Por el rabillo del ojo, testigo de nuestras risas, Rivera va observando las condiciones de mantenimiento de su creación. Parece satisfecho. «Esto me sirve para saber cómo están las sujeciones», señala. «Y para los 33 años que tiene de vida, yo creo que está muy bien», añade. Y apunta entonces hacia una esquina: «Allí está la pantorrilla». Son expresiones muy graciosas, porque las pronuncia con extrema seriedad y naturalidad y porque dibujan una ruta curiosísima a través del cuerpo humano, un cuerpo de mentirijillas muy real, auténtico. «Ojo con la pierna», por ejemplo, es otra frase que dispara alguna carcajada. O esa otra de «esto de aquí son las costillas», que ilumina también los semblantes de la concurrencia, miembros de la cofradía de repente tan infantil como ésta que habita en la superficie cuyo eco nos continúa acompañando. Ellos, los niños de verdad, arriba; nosotros, niños de nuevo por un día, abajo. Difícil saber quiénes se lo están pasando mejor.
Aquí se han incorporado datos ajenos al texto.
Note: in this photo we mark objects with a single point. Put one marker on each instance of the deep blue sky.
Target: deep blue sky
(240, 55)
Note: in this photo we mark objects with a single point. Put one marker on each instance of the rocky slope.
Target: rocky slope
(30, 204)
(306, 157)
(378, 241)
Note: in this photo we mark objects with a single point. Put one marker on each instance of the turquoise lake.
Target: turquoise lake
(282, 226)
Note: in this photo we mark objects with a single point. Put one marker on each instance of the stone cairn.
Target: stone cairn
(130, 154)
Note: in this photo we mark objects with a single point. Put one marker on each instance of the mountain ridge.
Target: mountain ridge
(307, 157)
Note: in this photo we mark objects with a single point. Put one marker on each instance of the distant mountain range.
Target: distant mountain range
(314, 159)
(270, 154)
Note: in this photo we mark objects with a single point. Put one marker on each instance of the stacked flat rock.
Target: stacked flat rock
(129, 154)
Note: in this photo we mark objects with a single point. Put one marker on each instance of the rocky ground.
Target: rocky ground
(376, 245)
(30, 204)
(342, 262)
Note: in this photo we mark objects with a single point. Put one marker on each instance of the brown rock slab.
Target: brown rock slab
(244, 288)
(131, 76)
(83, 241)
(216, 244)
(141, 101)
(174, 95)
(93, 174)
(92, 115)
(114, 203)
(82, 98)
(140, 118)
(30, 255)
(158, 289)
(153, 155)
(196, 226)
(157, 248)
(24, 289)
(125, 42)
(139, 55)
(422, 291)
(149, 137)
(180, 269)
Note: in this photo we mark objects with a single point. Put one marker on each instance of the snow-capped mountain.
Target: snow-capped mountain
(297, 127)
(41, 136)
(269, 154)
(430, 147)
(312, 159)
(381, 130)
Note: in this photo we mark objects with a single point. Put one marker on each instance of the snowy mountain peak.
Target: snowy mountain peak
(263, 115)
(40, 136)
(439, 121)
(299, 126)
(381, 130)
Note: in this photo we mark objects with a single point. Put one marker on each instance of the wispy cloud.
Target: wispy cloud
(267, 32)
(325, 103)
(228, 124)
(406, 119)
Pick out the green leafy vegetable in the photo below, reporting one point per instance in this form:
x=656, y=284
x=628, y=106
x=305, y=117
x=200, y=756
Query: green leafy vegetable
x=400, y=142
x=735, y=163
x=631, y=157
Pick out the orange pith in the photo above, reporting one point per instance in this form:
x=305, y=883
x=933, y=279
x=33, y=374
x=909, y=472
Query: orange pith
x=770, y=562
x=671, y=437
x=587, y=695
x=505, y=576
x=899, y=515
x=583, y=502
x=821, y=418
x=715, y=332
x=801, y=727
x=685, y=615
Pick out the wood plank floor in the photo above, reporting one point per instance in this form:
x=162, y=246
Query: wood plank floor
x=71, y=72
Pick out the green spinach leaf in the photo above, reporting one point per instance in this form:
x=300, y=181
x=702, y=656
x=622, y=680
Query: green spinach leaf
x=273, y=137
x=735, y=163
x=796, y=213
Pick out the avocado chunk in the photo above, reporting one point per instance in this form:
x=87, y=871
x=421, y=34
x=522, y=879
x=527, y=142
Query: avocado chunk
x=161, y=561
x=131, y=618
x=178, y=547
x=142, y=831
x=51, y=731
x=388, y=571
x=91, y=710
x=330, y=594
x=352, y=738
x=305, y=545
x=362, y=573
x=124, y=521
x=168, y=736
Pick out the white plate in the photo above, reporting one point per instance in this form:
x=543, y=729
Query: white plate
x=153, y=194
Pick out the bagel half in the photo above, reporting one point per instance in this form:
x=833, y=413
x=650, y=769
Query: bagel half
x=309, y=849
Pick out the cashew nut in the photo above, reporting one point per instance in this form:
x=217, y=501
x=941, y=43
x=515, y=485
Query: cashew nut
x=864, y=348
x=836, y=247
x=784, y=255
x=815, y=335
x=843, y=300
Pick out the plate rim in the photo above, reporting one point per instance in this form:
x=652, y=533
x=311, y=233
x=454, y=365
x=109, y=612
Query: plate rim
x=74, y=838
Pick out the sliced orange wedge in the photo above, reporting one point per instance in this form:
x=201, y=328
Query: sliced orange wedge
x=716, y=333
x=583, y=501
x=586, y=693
La visita va concluyendo. Debemos ceder el paso a quienes aguardan ante la puerta, tan emboscada entre los recovecos del gigante que nadie repara en ella. Rivera nos despide mientras nos aconseja que concluyamos el recorrido trepando por la escalera exterior, que en realidad son dos escaleras: concéntricas, evitando que quienes se cruzan por ellas coincidan en algún rellano o en sus peldaños. Es uno de tantos ingenios que esconde su muñeco, por quien parece sentir un cariño paterno-filial muy comprensible. Y exhibe también otra razonable ración de orgullo, porque pocas personas habrán hecho tan felices como él a tantos valencianos, los que fueron niños y quienes lo son ahora. Y de paso, tan dichosos a sus padres, como le participa una compañera de expedición. Es un orgullo profesional pero también cívico, porque en su currículum puede lucir ese entorchado: benemérito contribuyente a forjar lo mejor de la Valencia contemporánea. Y otro orgullo adicional, tal vez el que más ilusión le hace. El orgullo de abuelo. «Cuando vengo con mis nietos a que jueguen», nos confía, «me dicen: »¿Abuelo, sabrán todos estos niños que el Gulliver lo has hecho tú?«.
Sonrisa final. Nos marchamos maravillados, de nuevo con la sensación de plenitud que suponemos que compartirían con nosotros aquellos personajes de Verne. A la salida, nos golpea la luz, la hermosa luz blanca de Valencia. Brilla el sol de otoño de media tarde mientras seguimos admirados por esa mezcla de sensaciones. En el interior del gigante, éramos enanos diminutos y nuestro anfitrión, esa criatura de ficción y de poliéster, también parecía a ratos un liliputiense, tan vulnerable como entrañable. «Es todo un juego de escalas», concluye Rafael Rivera. Un juego que vale como símbolo del impacto que este gigantón genera sobre sus huéspedes. Una metáfora que podemos aplicar a otros órdenes de la vida. Y una brillante lección de arquitectura.